The number of values of $x$ in $[0,2 \pi]$ that satisfy the equation $\sin ^{2} x-\cos x=\frac{1}{4}$

(a) 1

(b) 2

(c) 3

(d) 4

Solution:

(b) 2

$\sin ^{2} x-\cos x=\frac{1}{4}$

$\Rightarrow\left(1-\cos ^{2} x\right)-\cos x=\frac{1}{4}$

$\Rightarrow 4-4 \cos ^{2} x-4 \cos x=1$

$\Rightarrow 4 \cos ^{2} x+4 \cos x-3=0$

$\Rightarrow 4 \cos ^{2} x+6 \cos x-2 \cos x-3=0$

$\Rightarrow 2 \cos x(2 \cos x+3)-1(2 \cos x+3)=0$

$\Rightarrow(2 \cos x+3)(2 \cos x-1)=0$

$\Rightarrow 2 \cos x+3=0$ or, $2 \cos x-1=0$

$\Rightarrow \cos x=-\frac{3}{2}$ or $\cos x=\frac{1}{2}$

Here, $\cos x=-\frac{3}{2}$ is not possible.

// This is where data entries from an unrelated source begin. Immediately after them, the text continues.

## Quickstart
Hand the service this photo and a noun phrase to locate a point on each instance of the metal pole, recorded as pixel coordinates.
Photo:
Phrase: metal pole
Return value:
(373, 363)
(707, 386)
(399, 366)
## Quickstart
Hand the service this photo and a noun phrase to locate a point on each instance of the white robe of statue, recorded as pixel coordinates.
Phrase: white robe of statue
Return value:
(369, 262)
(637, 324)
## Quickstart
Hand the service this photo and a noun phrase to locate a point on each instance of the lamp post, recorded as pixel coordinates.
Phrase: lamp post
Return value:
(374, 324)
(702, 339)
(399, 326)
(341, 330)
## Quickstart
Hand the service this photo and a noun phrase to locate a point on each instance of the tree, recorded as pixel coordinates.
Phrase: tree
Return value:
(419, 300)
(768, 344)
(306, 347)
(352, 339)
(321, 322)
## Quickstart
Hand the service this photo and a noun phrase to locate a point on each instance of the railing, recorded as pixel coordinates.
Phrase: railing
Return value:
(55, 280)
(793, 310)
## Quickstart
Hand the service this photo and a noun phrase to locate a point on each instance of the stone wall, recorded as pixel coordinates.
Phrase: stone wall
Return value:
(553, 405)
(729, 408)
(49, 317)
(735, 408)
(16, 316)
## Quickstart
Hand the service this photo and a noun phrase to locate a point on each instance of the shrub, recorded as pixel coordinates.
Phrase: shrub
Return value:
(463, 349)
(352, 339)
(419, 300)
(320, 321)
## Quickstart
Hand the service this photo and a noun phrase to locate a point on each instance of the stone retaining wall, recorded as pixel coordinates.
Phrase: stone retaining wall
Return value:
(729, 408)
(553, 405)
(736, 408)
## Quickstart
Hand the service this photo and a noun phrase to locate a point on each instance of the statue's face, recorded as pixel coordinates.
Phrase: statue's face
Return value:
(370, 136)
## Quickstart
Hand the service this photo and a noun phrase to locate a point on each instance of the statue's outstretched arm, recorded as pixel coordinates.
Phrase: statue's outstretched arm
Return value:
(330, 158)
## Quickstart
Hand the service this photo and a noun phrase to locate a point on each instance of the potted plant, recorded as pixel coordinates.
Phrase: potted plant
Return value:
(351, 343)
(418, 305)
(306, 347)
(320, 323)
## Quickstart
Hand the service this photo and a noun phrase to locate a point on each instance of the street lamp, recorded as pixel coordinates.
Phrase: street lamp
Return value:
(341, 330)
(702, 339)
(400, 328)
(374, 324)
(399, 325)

$\therefore \cos x=\frac{1}{2}$

$\Rightarrow \cos x=\cos \frac{\pi}{3}$

$\Rightarrow x=2 n \pi \pm \frac{\pi}{3}$

Now for $n=0$ and 1, the values of $x$ are $\frac{\pi}{3}, \frac{5 \pi}{3}$ and $\frac{7 \pi}{3}$, but $\frac{7 \pi}{3}$ is not in $[0,2 \pi]$.

Hence, there are two solutions in $[0,2 \pi]$.